Ultime humiliation: Gbagbo et sa femme, Simone, ont été emmenés à l’Hôtel du Golf, à environ un kilomètre de sa résidence, où est retranché Alassane Ouattara depuis novembre. Dans ce grand bâtiment, de nombreux diplomates et des représentants de la force armée onusienne dans le pays sont également présents. C'était ce que les pro-Gbagbo ont moqué durant des semaines comme étant "la République du Golf". Un territoire minuscule sans légitimité selon eux. C'est peut-être ici que l'ancien président admettra son retrait du pouvoir.
Le boulanger d'Abidjan va-t-il céder le pouvoir?

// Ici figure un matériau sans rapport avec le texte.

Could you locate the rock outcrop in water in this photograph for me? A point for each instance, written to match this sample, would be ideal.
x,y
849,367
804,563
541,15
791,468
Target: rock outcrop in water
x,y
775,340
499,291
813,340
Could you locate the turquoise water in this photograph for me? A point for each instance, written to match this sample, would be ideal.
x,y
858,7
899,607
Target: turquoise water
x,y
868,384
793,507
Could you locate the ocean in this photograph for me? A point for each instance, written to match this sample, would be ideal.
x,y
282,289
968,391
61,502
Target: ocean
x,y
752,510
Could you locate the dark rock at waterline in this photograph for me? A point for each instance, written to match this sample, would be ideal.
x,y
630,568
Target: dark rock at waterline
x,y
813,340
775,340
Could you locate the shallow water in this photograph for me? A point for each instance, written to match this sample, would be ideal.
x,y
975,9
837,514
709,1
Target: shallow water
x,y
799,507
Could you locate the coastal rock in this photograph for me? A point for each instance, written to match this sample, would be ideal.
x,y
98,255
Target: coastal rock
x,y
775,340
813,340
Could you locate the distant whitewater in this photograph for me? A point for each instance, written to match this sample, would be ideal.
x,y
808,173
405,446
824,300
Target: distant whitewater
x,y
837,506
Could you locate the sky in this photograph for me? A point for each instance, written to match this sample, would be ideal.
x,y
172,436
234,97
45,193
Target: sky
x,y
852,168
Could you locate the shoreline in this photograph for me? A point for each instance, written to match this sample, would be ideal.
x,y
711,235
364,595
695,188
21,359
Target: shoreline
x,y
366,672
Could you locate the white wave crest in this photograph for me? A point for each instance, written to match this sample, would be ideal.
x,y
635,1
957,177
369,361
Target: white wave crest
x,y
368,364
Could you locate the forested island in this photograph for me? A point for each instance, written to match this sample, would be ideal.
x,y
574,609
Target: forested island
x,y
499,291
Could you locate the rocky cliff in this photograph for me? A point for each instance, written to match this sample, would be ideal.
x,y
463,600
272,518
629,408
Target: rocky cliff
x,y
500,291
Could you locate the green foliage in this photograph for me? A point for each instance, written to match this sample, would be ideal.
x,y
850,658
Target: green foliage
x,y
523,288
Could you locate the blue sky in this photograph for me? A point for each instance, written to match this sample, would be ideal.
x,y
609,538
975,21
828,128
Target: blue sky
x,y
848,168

Pourtant, Gbagbo se sera montré si obstiné à ne jamais céder de terrain à son adversaire, qu'il n'a pas hésité à entraîner à nouveau son pays dans la guerre civile. A 65 ans, cette bête politique féroce a lutté des années pour "la démocratie" en Côte d'Ivoire. Avant de se battre, passant du socialisme au nationalisme, pour simplement accéder au pouvoir. Il n'allait pas lâcher le morceau si facilement, malgré les conseils de la communauté internationale. "Si je reconnaissais la victoire de Ouattara, ça se saurait", avait-il lâché le 5 avril après l'offensive éclair des forces de Ouattara, sur la chaîne LCI, jugeant "absolument ahurissant que la vie d'un pays se joue sur un coup de poker de capitales étrangères".
Mais les frappes de la France et de l'ONU, en soutien aux FRCI, après une asphyxie diplomatique et financière, ont eu raison de sa détermination. Gbagbo, un historien féru de l'histoire française et de celle de son ethnie, les Bétés, va devoir écrire à marche forcée une nouvelle page du récit troublé de la Côte d'Ivoire de ces dernières années. Il sera le premier président ivoirien à reconnaître sa défaite. Si, bien sûr, celui que l'on nomme le "boulanger d'Abidjan" ne roule pas encore une fois ses adversaires dans la farine.
Gbagbo a passé ses dernières heures au pouvoir avec quelques ministres, des chefs de son armée, un de ses fils et sa femme, Simone. Sa seconde épouse, Nady Bamba, ayant fui à l'étranger depuis longtemps. Simone Ehivet, faucon du régime et évangéliste fervente persuadée de la mission divine de son époux, a surement joué un rôle déterminant dans cette stratégie du pire réalisée par le camp Gbagbo, depuis novembre. "Le temps est l'autre nom de Dieu", aime à dire le chef d'Etat. Mais le temps a joué contre lui. Le président sortant est sorti.